Most children experience insecurity at some point or other, but a chronically insecure child is hard for parents to handle. You might feel guilty or sad that your child is suffering emotionally. Finding your child a therapist trained to deal with insecurity can really help, but there are things that you can do with your child to help stem insecure feelings and make her more comfortable.
Monitor Your Emotions
Many times, your actions and example rub off on your child, so if talking to strangers or going to the doctor makes you insecure, chances are your child will pick up on that and follow suit. Keep your own insecurity at bay when your child comes to you about a fight with a friend or a failing grade, suggests social worker Janet Lehman on the Empowering Parents website. Be available for your child, but make sure you keep your own feelings out of the equation so they don't influence how he reacts to a situation or person in his life.
Create Family Traditions
You probably can't banish insecurity from your child's life altogether, but knowing she can count on her family gives her a sense of security that can carry her through other situations she encounters. Family traditions are a valuable way to help children feel as though they belong and have a rightful place in the world, notes Glynnis Whitwer, author of "When Your Child is Hurting." Family game night, a trip to the pizza place after sports games or ice cream on report card day are all options. Everyday traditions such as naming one positive thing that happened or taking a walk after dinner are important too.

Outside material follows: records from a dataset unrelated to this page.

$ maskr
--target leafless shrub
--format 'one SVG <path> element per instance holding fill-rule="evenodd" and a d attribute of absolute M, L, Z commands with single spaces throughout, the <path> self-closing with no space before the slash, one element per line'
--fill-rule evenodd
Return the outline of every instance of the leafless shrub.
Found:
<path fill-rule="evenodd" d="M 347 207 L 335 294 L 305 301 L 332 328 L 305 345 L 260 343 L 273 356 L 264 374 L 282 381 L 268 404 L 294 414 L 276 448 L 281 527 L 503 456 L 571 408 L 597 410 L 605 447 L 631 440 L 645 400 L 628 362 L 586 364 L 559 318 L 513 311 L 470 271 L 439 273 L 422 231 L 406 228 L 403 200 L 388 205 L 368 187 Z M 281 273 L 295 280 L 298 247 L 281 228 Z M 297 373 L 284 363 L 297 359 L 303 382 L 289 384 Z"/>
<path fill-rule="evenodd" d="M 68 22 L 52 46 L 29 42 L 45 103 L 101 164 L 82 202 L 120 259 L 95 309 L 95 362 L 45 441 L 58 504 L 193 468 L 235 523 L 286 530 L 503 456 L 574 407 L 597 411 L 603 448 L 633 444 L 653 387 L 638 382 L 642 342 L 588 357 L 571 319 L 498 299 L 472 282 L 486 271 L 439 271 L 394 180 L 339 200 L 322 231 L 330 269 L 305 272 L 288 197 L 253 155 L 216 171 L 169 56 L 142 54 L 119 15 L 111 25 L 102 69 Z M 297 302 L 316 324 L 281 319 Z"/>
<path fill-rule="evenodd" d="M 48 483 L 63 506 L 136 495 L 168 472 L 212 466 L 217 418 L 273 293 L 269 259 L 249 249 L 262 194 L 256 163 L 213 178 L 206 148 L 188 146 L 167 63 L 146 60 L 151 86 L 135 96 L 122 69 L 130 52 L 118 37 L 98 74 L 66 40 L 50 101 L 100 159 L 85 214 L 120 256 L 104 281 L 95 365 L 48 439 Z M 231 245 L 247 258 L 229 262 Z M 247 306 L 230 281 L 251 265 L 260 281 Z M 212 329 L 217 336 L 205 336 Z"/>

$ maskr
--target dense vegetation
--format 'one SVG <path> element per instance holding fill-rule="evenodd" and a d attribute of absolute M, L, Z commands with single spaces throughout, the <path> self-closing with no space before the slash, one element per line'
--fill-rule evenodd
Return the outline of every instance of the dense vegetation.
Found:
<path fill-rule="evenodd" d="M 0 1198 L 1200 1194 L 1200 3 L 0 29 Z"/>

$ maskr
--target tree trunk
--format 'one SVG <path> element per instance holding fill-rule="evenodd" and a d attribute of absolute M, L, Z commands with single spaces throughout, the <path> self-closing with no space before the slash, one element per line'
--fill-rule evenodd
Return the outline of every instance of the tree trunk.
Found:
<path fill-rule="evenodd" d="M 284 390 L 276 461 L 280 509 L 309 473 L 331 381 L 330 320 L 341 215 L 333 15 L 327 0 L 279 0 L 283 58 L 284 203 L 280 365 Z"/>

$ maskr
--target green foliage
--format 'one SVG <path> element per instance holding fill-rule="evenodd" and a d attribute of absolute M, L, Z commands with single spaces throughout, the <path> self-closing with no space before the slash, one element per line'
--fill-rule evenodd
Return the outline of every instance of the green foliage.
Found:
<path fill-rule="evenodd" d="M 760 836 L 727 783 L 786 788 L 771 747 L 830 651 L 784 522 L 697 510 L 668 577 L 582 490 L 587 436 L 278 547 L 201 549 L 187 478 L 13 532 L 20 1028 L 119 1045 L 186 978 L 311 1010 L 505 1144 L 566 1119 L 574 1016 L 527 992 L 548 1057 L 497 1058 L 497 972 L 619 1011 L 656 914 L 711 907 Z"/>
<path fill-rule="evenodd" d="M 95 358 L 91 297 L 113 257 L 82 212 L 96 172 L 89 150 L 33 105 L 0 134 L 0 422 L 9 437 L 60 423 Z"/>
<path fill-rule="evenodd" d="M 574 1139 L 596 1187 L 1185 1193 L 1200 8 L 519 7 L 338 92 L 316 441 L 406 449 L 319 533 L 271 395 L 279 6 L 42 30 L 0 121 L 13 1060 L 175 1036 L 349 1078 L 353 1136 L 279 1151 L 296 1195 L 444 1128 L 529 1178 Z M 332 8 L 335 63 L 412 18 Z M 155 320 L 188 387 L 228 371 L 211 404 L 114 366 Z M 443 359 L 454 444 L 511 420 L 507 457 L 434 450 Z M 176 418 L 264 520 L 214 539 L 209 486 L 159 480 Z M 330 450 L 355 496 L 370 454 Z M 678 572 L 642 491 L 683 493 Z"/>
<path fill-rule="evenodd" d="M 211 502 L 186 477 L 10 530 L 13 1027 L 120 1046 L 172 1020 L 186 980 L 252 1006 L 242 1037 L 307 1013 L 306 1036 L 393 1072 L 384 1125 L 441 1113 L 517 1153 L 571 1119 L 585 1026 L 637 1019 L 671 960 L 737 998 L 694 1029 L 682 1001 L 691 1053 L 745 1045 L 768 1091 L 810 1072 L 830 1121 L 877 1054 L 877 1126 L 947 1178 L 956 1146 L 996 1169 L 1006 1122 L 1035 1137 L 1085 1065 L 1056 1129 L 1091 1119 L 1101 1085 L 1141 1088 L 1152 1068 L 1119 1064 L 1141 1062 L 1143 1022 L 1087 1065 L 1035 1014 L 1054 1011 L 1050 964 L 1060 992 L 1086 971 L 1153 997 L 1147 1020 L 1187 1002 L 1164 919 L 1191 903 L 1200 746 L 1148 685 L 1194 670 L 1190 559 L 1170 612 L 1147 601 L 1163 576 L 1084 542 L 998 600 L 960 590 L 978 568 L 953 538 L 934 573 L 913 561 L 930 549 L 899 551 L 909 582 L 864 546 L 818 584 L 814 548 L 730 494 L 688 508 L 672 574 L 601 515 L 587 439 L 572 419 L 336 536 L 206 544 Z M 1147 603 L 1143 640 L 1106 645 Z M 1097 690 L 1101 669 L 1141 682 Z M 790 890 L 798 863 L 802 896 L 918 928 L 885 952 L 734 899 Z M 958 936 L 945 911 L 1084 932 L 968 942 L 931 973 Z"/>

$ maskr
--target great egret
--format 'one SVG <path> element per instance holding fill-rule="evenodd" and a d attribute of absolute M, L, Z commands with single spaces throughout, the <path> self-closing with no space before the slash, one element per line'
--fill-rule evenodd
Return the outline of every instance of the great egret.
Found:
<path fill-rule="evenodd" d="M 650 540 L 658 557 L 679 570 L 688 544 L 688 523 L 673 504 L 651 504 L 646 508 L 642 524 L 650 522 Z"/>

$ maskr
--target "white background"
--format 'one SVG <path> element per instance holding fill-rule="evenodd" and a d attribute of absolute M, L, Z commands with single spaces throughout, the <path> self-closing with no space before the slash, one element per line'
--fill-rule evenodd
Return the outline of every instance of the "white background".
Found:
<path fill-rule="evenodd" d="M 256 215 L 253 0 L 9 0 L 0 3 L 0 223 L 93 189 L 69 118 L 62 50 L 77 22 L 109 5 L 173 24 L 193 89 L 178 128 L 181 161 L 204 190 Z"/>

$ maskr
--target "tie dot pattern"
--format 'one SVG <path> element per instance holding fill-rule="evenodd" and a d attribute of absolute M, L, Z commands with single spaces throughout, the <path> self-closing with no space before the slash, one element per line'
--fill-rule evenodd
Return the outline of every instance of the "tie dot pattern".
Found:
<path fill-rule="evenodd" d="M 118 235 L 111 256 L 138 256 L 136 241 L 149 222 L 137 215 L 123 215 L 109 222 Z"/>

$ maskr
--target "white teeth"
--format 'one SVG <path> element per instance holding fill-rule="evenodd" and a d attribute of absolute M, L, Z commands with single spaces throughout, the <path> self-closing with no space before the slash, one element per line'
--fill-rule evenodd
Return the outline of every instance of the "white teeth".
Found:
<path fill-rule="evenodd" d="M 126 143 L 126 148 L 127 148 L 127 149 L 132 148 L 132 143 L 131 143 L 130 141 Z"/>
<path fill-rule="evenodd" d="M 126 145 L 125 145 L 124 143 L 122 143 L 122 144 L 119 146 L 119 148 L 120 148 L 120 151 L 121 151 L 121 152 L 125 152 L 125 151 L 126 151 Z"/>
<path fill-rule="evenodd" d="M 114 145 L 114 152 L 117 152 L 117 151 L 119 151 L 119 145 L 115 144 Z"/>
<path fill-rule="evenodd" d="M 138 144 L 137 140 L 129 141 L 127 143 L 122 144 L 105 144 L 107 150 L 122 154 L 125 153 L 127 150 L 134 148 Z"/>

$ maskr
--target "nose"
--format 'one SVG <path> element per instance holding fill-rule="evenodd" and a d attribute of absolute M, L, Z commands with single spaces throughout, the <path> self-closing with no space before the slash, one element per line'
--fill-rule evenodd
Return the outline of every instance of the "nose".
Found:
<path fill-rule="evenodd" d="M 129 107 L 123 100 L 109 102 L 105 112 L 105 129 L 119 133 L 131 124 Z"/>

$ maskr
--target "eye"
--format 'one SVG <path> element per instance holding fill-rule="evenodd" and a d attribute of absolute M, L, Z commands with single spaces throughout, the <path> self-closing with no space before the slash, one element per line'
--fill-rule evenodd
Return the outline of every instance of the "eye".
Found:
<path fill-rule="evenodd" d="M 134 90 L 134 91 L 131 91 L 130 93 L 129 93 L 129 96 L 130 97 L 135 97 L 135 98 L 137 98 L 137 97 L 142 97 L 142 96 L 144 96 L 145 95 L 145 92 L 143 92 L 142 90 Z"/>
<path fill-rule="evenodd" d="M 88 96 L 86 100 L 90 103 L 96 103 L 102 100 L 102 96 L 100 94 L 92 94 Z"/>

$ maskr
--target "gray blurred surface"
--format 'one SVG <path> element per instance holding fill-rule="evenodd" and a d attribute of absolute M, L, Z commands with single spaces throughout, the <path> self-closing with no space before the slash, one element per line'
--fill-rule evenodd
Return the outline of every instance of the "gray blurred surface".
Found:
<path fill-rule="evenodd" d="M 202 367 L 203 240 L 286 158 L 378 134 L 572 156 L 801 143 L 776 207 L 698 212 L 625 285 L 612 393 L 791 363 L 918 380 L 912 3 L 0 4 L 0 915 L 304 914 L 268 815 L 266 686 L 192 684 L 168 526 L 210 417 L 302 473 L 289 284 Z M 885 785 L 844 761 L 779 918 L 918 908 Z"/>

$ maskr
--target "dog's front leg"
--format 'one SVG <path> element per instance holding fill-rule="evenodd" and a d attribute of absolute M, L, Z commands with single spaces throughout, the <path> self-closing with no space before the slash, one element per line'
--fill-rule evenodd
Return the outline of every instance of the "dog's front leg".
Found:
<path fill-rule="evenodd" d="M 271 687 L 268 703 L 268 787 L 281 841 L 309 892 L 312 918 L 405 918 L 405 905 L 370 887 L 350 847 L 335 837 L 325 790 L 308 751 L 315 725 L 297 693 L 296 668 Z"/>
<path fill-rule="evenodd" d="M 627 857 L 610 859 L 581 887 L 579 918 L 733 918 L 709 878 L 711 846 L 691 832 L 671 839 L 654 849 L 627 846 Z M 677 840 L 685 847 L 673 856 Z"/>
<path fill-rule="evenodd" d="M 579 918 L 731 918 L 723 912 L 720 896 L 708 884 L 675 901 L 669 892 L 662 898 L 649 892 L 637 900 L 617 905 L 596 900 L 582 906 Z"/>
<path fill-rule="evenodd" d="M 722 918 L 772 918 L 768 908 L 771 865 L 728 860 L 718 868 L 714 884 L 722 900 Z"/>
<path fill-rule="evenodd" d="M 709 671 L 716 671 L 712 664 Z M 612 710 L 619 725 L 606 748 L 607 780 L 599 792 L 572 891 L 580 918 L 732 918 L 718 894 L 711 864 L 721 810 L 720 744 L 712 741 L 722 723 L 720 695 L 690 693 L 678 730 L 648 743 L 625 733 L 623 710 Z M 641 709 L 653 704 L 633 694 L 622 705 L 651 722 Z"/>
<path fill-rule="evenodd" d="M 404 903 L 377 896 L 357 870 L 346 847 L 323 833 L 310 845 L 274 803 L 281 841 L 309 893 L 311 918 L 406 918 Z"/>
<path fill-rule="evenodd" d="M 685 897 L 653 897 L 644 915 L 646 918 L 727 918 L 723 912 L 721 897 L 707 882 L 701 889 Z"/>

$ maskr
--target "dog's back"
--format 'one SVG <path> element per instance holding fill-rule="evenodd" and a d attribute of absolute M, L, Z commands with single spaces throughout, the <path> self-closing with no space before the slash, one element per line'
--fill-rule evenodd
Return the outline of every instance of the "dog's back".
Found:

As a parent, it can be overwhelmingly difficult not to jump in and fix every problem your child is having. When it comes to insecurity, whether it stems from peers, performance in the classroom or making the basketball team, listening to your child talk about his feelings can help him cope. Lehman suggests asking your child what you can do to help. Listen carefully to what your child tells you without minimizing his feelings or trying to take over and solve the problem, she adds. Respond with empathy and understanding so your child knows you know what he's going through and are available when he needs you.
Maybe your child wasn't the top earner for the school fundraiser or she didn't beat her track record, but that doesn't mean there aren't other things at which she excels. This is hard for kids to remember when they're in the throes of a disappointment that makes them feel insecure. Injecting little compliments into her day is an effective way to keep her feeling good about herself, according to Lehman. Comment on her clean room, the good grade she got on an essay or how her efforts at skateboarding are paying off.